Known for its smoked pork sandwich – the $6.50 daily special served with gold BBQ sauce and fries – the food isn’t the only reason patrons come back.

“The food is excellent, but the company is better,” Rupert says.

Eating their way through roughly 250 pounds of smoked pork a week, the lunchtime clientele is a mix of nearby college students and city government workers and office types. Rupert says lunches represent the majority of business, but the co-owners decline to talk sales numbers.

Weekly homemade specials include spicy macaroni and cheese and the Pappy’s burger made of ground bacon and pork.

“We go there at least once a month,” says Joy Robertson, a local TV-news personality for KOLR 10.

She regularly takes her dad, Charles “Whitey” Robertson, a 94-year-old WWII veteran.

“Dad loves what he calls a ‘noon-time beer,’ and they have the coldest beer in town,” she says. “It’s so unassuming and full of character. It’s friendly. There is no attitude or agenda. There is something awesome happening in that little building.”

Built in 1903, the building housed a grocery and a shoe repair business, catering to the original St.
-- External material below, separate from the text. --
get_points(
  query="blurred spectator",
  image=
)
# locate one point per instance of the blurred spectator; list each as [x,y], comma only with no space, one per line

John’s Hospital across the street.

“It was a place to pick up supplies while your loved one was in the hospital,” Rupert says. “It’s attached to the house next door and they even used to rent out rooms.”

The building found its true calling in 1926 when George and Mary Bills opened a cafe serving homestyle food – green beans, mashed potatoes and fried chicken. George Bills’ Cafe was issued Springfield’s first liquor-by-the-drink license following the repeal of prohibition in 1933. It remains the longest continuously running restaurant in the Queen City, and the land remains in the Bills family. Four generations later, the 89-year-old Ima Bills owns the property.
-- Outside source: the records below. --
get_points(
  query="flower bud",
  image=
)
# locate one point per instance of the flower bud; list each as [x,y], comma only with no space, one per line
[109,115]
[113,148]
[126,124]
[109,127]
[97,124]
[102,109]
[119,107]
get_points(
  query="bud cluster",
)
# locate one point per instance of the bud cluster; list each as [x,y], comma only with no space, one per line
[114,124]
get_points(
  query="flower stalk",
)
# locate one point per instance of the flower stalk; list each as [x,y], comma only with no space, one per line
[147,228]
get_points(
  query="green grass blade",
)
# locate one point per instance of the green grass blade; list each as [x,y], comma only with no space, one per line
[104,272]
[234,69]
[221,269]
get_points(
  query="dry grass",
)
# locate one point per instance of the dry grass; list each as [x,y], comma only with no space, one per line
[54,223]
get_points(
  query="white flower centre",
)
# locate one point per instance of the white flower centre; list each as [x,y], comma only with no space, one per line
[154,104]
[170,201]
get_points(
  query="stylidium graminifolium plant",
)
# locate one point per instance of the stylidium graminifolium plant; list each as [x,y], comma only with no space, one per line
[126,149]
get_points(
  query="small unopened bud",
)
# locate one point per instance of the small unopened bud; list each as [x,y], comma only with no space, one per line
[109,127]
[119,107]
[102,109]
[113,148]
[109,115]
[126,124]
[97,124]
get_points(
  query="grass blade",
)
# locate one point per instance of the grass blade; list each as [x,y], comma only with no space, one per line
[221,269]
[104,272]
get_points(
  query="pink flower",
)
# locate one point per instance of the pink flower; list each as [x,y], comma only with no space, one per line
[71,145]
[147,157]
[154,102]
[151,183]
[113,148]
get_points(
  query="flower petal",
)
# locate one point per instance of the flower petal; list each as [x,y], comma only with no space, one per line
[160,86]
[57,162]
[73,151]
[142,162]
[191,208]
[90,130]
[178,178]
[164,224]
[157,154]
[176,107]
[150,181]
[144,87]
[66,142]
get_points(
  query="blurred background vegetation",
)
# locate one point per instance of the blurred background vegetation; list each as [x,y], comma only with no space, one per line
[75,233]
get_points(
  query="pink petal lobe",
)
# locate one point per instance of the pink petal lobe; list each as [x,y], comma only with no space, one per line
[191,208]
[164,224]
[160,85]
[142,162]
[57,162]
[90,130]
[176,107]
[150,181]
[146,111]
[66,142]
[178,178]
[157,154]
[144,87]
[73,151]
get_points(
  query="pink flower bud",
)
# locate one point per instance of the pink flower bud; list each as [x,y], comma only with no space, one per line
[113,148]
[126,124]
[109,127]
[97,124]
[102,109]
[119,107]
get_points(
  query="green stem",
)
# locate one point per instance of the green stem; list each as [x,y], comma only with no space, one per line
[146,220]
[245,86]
The Pappy’s name didn’t come until 1971, when Paul and Dorothy Ankrom purchased the business. Paul Ankrom was one of the original O’Reilly 13 who helped start the auto parts business, and his stepdaughter called him Pappy.

“She was Dorothy’s daughter,” Rupert says. “She didn’t call him dad, she called him Pappy instead. This was his place, and it stuck.”

While Pappy died in 1988, his legacy lives on. However, he’s not the only person immortalized on the brown-paneled walls. On Dec. 23, the restaurant celebrates Jim Hacker Day. Thirty-five years of Hacker Day buttons proudly hang over the bar.

“Jim used to come here six days a week. His wife dropped him up off on the way to work and picked him up on the way home. He nursed a Schlitz beer and talked,” says Rupert. “One day, the doctors told him he wouldn’t live to see another Christmas. December 23 rolled around and he was still here, so we celebrated.”

The celebrations continued another 13 years before Hacker died in 1993.

As franchisee after franchisee descends on Springfield, Keese says neighborhood restaurants like Pappy’s help the city retain its identity.

“Who wants the same food in any town they go to – not me,” he says. “It’s more important than ever to support mom and pop shops.”

Adorned with Pappy’s history and traditions, the folded paper menu sums up the eatery’s appeal: “It ain’t much, but we call it home. Where the beer is cold, the food is superb and the company divine.”